Vittorio Veneto, le recenti amministrative evidenziano l’allontanamento dei cittadini dalla politica. Anche locale
Mirella Balliana è uscita vincitrice dopo uno spoglio che ha coinvolto appena il 40,1% degli elettori, neanche la maggioranza assoluta
VITTORIO VENETO - La democrazia è malata. Uno dei sintomi è la inarrestabile diserzione delle urne. I motivi che accomunano gli assenteisti son diversi. Da chi preferisce andare al mare a chi sostiene che i politici sìan tutti gentaglia come neri sono tutti i gatti in una notte buia in cima al Visentin; da chi pensa di protestare per inefficienze o sgarbi ricevuti a chi non conosce il prezzo della democrazia, a chi pensa così di far implodere il sistema in vista di una palingenesi miracolosa a chi ritiene i politici talmente in gamba che, salga l’uno o l’altro, siamo comunque in una botte di ferro…
Dunque l’assenteismo non veicola un messaggio univoco e, quel che è peggio, non cambia minimamente lo stato delle cose. I partiti infatti sono talmente padroni del sistema che a loro importa nulla se al voto va il 100% od il 10%. Non esiste un quorum minimo (tranne nei referendum) che annulli la consultazione e così si considerano legittimati ad occupare le cariche di governo quale che sia il numero di chi li ha votati. Questa loro convinzione la dimostrano con le solite quattro parole di circostanza sul “dispiacere” per la scarsa partecipazione, senza che a queste lacrime di coccodrillo segua il benché minimo sforzo per invertire la deriva assenteista.
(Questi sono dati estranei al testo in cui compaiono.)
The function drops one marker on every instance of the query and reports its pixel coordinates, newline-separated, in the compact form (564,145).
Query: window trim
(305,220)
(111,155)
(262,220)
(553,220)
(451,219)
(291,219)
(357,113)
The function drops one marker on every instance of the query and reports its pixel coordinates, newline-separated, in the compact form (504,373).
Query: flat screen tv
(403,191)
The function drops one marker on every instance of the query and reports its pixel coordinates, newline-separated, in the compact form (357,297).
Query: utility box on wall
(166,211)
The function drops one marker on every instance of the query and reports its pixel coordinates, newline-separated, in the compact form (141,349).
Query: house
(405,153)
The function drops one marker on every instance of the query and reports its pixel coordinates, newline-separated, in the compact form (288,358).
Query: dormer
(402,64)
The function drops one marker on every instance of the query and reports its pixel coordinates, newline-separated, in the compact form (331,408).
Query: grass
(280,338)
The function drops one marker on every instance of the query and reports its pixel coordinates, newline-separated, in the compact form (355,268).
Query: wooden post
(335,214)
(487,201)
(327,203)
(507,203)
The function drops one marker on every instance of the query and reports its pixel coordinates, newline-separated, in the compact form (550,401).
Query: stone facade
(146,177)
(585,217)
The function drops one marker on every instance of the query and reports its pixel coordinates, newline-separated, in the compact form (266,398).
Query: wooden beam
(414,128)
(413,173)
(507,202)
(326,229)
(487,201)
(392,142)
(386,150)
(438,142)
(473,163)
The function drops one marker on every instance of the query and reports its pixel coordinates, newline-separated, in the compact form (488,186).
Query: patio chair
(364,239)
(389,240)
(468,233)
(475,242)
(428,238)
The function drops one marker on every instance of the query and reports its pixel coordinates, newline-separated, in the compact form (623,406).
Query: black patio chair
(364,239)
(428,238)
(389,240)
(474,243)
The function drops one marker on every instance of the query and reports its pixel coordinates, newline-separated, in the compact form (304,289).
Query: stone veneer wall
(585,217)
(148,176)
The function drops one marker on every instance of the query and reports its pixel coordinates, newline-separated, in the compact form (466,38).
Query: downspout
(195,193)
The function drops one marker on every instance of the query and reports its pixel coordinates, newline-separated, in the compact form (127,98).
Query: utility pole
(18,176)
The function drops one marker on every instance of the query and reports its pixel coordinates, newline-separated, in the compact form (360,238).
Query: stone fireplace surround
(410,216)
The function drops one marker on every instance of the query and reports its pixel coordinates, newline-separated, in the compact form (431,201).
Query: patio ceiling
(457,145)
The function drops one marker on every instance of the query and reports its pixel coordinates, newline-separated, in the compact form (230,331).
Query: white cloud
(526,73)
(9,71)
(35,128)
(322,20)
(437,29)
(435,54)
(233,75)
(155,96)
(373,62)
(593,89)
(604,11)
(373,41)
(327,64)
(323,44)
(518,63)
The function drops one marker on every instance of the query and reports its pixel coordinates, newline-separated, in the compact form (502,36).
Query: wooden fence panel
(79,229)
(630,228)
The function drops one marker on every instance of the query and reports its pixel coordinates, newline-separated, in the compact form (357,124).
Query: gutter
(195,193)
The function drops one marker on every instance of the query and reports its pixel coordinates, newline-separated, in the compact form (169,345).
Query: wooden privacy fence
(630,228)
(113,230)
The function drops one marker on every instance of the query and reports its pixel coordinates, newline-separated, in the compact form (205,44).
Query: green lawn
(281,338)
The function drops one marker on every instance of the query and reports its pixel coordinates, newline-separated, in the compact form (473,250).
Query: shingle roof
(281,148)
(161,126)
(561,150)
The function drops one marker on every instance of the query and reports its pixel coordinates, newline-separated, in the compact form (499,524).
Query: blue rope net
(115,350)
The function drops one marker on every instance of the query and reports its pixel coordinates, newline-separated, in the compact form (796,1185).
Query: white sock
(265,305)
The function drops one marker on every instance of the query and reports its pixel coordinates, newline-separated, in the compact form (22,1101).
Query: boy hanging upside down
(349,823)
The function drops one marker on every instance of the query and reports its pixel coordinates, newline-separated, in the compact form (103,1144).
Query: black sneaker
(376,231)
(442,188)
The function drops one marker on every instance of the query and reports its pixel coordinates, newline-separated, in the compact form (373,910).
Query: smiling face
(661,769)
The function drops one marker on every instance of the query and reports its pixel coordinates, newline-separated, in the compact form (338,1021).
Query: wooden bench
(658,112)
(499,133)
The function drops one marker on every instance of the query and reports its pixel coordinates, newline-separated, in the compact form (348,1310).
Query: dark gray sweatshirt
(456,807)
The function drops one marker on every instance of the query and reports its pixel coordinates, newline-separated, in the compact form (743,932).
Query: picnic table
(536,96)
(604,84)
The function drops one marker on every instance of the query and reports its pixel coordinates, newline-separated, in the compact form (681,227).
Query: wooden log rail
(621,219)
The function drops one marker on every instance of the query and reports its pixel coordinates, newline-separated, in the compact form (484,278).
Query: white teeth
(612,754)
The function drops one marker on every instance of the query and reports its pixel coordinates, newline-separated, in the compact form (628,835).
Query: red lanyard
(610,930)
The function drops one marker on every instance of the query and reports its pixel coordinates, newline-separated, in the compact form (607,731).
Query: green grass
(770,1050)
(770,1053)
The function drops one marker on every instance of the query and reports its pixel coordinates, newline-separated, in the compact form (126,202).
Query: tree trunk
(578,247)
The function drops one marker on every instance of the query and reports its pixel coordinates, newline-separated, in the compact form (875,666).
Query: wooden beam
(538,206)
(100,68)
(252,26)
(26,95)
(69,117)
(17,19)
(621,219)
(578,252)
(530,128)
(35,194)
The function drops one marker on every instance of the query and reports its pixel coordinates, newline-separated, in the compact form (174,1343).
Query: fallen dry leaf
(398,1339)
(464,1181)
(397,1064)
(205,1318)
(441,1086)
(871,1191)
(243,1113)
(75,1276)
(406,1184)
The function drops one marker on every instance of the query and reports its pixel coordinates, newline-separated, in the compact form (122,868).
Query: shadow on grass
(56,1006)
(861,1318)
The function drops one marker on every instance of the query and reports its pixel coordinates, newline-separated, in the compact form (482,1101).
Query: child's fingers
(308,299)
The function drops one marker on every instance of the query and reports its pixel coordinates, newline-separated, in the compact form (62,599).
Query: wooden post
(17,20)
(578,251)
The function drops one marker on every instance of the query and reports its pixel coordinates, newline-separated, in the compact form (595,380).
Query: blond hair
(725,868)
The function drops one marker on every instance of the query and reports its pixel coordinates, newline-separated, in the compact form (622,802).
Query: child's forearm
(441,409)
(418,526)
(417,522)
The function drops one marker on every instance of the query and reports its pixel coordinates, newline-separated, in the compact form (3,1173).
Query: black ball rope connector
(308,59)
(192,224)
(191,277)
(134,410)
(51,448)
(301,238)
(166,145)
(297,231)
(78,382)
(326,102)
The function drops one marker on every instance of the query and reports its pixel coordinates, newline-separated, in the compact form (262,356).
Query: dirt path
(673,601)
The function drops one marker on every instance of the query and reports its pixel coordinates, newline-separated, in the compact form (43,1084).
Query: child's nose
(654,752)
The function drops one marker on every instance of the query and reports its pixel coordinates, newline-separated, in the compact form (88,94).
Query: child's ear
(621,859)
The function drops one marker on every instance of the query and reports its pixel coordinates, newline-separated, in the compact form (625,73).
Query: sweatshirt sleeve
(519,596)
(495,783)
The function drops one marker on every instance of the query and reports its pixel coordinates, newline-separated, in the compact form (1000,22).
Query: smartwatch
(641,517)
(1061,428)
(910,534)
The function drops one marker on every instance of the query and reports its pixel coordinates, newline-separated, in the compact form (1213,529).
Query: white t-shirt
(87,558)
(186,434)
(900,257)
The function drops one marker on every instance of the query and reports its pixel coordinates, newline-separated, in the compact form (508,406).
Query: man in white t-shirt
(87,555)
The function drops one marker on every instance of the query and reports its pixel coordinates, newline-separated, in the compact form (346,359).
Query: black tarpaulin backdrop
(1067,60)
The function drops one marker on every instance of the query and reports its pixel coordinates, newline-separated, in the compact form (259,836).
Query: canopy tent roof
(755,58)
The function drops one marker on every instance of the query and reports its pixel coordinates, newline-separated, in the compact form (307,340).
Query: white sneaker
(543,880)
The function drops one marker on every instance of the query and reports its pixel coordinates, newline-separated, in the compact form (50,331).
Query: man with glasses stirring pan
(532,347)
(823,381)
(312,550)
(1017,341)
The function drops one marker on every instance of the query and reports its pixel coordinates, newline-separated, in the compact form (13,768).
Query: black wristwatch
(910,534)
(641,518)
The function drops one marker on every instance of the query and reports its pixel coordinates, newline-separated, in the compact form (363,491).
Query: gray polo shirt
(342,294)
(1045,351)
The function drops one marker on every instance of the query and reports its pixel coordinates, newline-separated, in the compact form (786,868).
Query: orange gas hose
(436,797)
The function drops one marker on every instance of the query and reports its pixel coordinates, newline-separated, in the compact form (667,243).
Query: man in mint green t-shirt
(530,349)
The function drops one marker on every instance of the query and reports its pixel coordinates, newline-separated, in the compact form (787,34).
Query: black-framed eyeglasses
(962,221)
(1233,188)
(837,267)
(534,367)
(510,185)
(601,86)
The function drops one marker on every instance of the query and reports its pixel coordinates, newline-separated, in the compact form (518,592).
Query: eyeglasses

Su cosa si potrebbe fare per invertirla, non basta lo spazio a dire. Restiamo al caso concluso a Vittorio. Mirella Balliana è uscita vincitrice dopo uno spoglio che ha coinvolto appena il 40,1% degli elettori, neanche la maggioranza assoluta già peraltro fallita al primo turno rispetto al quale è evaporato un altro 9% . Di più, in questo ballottaggio Mirella (complimenti e auguri a lei) è sindaca con 5867 voti che sono appena il 22% dell’intero corpo elettorale. Bastino questi dati, storicamente in solida progressione negativa, per dedurre che il doppio turno ha completamente fallito gli obiettivi che si era proposto. Dicevano infatti i politologi che avrebbe favorito la riunificazione tra i partiti affrontatisi singolarmente al primo, il che è falso visto che l’apparentamento in generale viene concesso raramente (come è saltato anche a Vittorio) per non spartir careghe. Anche questo comporta la delusione e la perdita di una fetta di elettorato che neppure può aspirare ad avere un seggio di rappresentanza; e così una parte della cittadinanza vien di netto cestinata; resa muta anche se portasse qualche istanza programmatica valida ma non apprezzata dai due ballottanti che si spartiranno i seggi.
La perdita di chi non può entrare in gioco al secondo turno, lo strapotere delle formazioni che godono di una organizzazione consolidata ed aiuti finanziari, il loro radicamento in tutti i gangli del sistema sono un ostacolo ad un vero ricambio della classe dirigente che, gira e mìsia, nonostante qualche belletto resta sostanzialmente identica. E una democrazia senza vero ricambio invecchia e… non attrae. Un danno d’autorevolezza e rappresentatività, con questo sistema, riceve pure il sindaco eletto che può vantare a suo sostegno una percentuale bassa di consenso rispetto all’intero corpo elettorale e questo ne mina già in partenza la autorevolezza. Dunque? Il doppio turno va abolito che, per inciso, è pure uno spreco inutile di risorse finanziarie con personale di seggio inutilmente pletorico.